Metasurfaces & Flat Optics
Structured interfaces with sub-wavelength features enable modulations of phase, amplitude, polarization, dispersion, etc. on demand, leading to a plethora of flat optics and metasurfaces. By controlling the phase-shifting of each meta-atom at wavelength scale, one can realize metasurfaces that would enable complex wavefront engineering. Looking back upon the 9 years development of metasurfaces, several functions and physics of elements or meta-atoms were investigated and used as metasurfaces to improve commercial optical components (lenses, waveplates, filters, and the like).
Imaging & Sensor
Improvement in the accuracy of endoscopic biopsy for small peripheral lesions is necessary if bronchoscopy will play a major role in lung cancer diagnosis. Endoscopic optical coherence tomography (OCT) with commercial catheters that rely on graded-index (GRIN) lenses or ball lenses, however, exhibit strong astigmatism and spherical aberration and thus deviate from diffraction-limited focusing. Shown is an artistic impression of the nano-optic endoscope that uses a metalens, with the ability to modify the phase of incident light at subwavelength level, to enable high-resolution endoscopic imaging at extended depth-of-focus by avoiding monochromatic aberrations. High-resolution three-dimensional images are captured by inserting the nano-optic endoscope into the lungs endo-bronchially visualize airway tissue microstructures. The combination of the superior resolution and higher imaging depth of focus of the nano-optic endoscope is likely to increase the clinical utility of endoscopic optical imaging.
SEM image of a metalens
An individual metalens building block consisting of an amorphous silicon nanopillar on a glass substrate
Structural features of lung tissue are clearly visible, , including moderately scattering epithelium (epi), highly scattering basement membrane (bm), cartilage (car), blood vessel (ves) and alveoli (alv)

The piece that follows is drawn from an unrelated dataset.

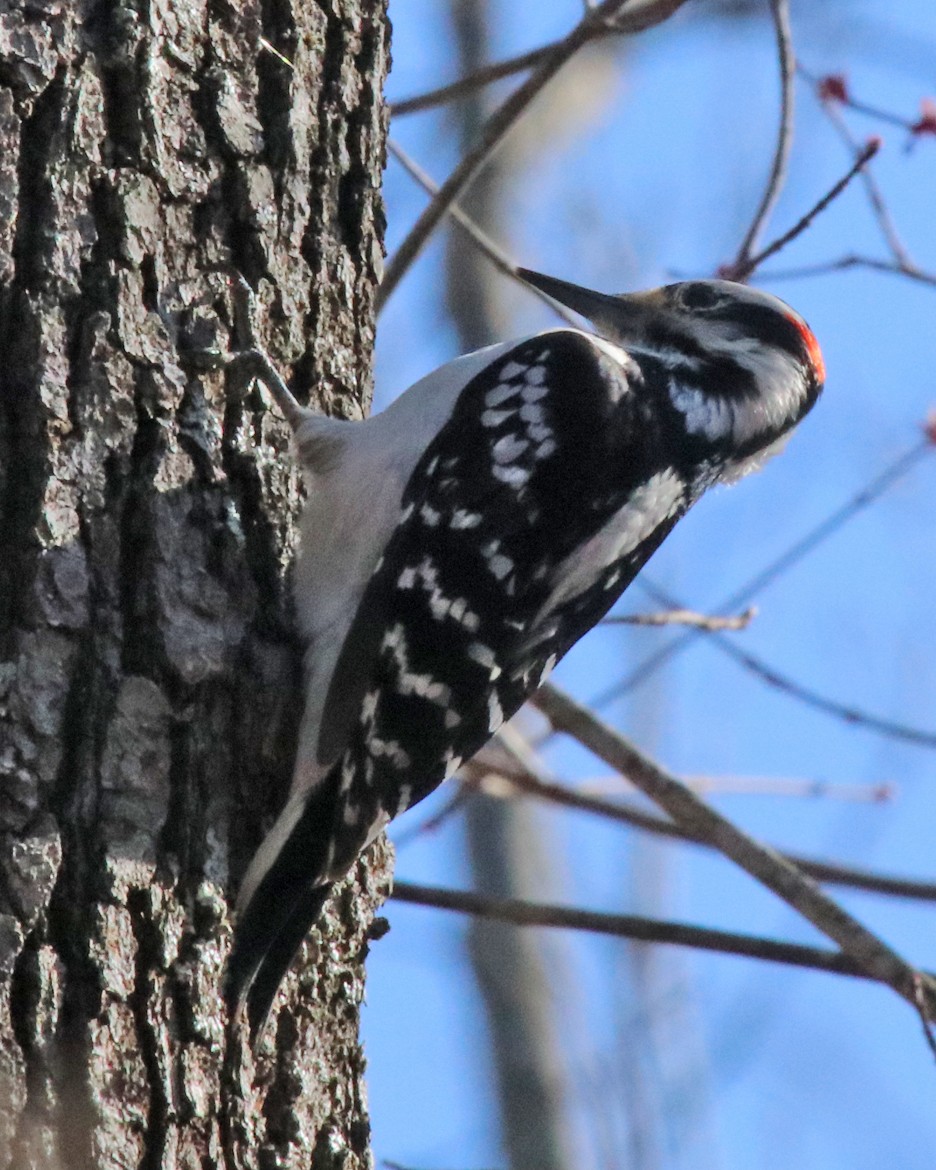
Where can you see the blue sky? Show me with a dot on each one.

Comparison with the state of the art
The ability to tailor the phase at will allows metalenses to be free of spherical aberration and astigmatism.
Structured light refers to the tailoring or shaping of light in all its degrees of freedom, which can be used for micromanipulation and enhancing the capacity of optical communication channels. Chiral light is foremost among the family of structured light fields which carries spin angular momentum and orbital angular momentum (OAM). The metasurface J-plate is a metasurface converter for optical states that couples between arbitrary spin and optical angular momentum states of light in a compact planar. J-plates overcome a key limitation in alternative technologies such as Q-plates and spatial light modulators: conjugate symmetry of light’s angular momentum. And the relatively small pixel size of J-plates improves the beam quality, efficiency, and capability of generating higher OAM states.
Using a J-plate, a new metasurface laser that produces high-purity and non-symmetric super-chiral light never yet observed from lasers, creating of arbitrary spin-orbital chiral states of structured light at the source. Our laser conveniently outputs in the visible, offering a compact and power-scalable source that harnesses intra-cavity structured matter for the creation of arbitrary chiral states of structured light. The metasurface-enhanced laser is a new milestone in the history of structured light lasers as it breaches spin-orbit coupling symmetry as well as sets up a novel record for what high-purity and high-order OAM states can be created from a laser.